Francesca Comencini, l’une des deux filles du réalisateur de Casanova, un adolescent à Venise (1969), met en scène quelques moments de son enfance et adolescence, traversée par la recherche de paradis artificiels.

Dans le grand appartement de Rome, la petite fille, jouée avec tendresse par la toute jeune Anna Mangiocavallo, observe son père au travail puis, à la campagne, sur un plateau de cinéma. Père charismatique et épris de justice – il n’hésite pas à reprendre une maîtresse humiliante envers un camarade de sa fille ou à houspiller un régisseur qui parle mal aux figurants -, le fringuant père ne peut que susciter l’admiration de la petite fille. C’est lorsque la vie adulte s’offre à elle que la jeune femme prend ses distances avec son créateur, comme pour se dégager de son ombre trop encombrante.

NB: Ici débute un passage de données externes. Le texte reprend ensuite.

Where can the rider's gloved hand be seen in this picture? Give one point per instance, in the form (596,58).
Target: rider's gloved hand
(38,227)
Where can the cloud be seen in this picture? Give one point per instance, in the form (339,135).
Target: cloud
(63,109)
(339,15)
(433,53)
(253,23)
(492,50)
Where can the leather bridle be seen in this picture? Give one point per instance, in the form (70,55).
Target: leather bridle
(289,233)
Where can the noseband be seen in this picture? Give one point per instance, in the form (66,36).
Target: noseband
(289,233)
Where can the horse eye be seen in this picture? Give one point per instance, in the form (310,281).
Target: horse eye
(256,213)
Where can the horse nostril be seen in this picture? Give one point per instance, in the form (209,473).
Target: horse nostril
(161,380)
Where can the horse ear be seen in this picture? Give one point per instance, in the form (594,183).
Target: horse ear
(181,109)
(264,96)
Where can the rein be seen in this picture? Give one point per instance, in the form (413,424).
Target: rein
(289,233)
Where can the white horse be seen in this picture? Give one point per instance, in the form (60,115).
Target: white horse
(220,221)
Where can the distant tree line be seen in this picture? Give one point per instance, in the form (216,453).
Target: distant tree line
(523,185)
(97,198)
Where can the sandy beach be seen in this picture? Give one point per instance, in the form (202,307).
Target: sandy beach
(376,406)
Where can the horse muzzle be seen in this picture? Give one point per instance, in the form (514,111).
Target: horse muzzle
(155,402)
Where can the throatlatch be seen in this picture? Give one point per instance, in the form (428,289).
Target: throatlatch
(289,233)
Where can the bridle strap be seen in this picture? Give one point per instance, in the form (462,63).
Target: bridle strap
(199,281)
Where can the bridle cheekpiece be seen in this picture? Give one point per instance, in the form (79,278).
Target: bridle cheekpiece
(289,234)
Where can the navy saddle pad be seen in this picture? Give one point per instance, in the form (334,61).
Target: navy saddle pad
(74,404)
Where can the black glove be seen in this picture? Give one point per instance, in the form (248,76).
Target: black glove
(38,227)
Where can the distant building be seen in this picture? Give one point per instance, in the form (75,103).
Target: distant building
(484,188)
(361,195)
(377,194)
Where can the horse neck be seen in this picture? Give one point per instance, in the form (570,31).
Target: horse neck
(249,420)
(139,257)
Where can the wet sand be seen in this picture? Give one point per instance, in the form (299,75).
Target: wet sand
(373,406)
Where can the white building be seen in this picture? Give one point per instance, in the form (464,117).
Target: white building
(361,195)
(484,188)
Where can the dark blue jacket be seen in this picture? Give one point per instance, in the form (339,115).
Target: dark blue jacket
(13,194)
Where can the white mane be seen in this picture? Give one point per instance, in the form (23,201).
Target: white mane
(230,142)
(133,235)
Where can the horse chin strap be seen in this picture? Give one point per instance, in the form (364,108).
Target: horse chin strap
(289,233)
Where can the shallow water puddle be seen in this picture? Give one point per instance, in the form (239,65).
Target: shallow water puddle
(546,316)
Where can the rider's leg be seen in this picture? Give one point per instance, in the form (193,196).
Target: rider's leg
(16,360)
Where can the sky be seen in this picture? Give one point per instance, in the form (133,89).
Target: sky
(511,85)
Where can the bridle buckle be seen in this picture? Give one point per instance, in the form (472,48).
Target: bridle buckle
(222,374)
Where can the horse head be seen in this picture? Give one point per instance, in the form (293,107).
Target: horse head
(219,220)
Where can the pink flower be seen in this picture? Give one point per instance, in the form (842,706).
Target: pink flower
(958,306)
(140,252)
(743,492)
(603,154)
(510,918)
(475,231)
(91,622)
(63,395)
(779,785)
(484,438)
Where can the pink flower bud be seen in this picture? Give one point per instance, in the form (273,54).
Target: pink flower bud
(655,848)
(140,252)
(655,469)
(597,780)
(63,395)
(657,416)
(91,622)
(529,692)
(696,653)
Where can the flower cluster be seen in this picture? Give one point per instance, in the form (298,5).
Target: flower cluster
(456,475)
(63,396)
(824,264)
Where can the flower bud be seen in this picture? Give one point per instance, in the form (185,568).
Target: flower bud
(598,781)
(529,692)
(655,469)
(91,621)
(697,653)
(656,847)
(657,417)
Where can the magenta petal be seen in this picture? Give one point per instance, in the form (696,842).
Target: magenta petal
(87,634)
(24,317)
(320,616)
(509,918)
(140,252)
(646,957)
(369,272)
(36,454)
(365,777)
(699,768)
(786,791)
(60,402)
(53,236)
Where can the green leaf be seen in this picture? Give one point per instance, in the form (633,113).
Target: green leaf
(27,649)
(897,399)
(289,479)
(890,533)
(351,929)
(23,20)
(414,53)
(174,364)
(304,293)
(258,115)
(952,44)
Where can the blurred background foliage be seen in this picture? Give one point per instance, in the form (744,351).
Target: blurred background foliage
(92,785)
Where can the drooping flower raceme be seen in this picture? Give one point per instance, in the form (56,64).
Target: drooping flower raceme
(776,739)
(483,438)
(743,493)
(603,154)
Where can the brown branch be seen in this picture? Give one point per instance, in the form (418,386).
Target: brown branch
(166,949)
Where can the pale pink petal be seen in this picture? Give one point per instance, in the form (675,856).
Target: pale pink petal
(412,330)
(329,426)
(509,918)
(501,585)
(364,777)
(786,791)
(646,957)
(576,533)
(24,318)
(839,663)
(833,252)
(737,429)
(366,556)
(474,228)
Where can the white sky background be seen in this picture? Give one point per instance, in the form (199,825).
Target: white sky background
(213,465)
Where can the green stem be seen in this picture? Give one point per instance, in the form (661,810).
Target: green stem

La cinéaste Francesca Comencini suit ces deux âmes solitaires – ni frères, ni sœur et mère ne sont évoqués – le temps d’un double apprentissage: devenir adulte pour Francesca, l’accepter comme telle pour Luigi. Elle convoque le film d’apprentissage et la difficulté de se construire avec un père artiste. Et le vide ressenti lorsqu’on doit embrasser une voie personnelle.

Avec délicatesse, humour et émotion, Francesca Comencini dépeint une relation tendre, touchante et teintée d’onirisme – la scène finale est magique. Si la cinéaste rend un hommage certain à son père, elle livre également une lettre d’amour au cinéma en intégrant des séquences de films muets, sauvegardés par son père au sein de la Cinémathèque de Milan (Cineteca Milano), dont il fut le cofondateur avec Alberto Lattuada en 1947.

Fabrizio Gifuni (L’Enlèvement de Marco Bellocchio) et Romana Maggiora (récemment découverte dans Il reste encore demain de Paola Cortellesi) illuminent Il tempo che ci vuole dont le titre en France est Prima la vita, « la vie passe avant le cinéma » selon Luigi Comencini.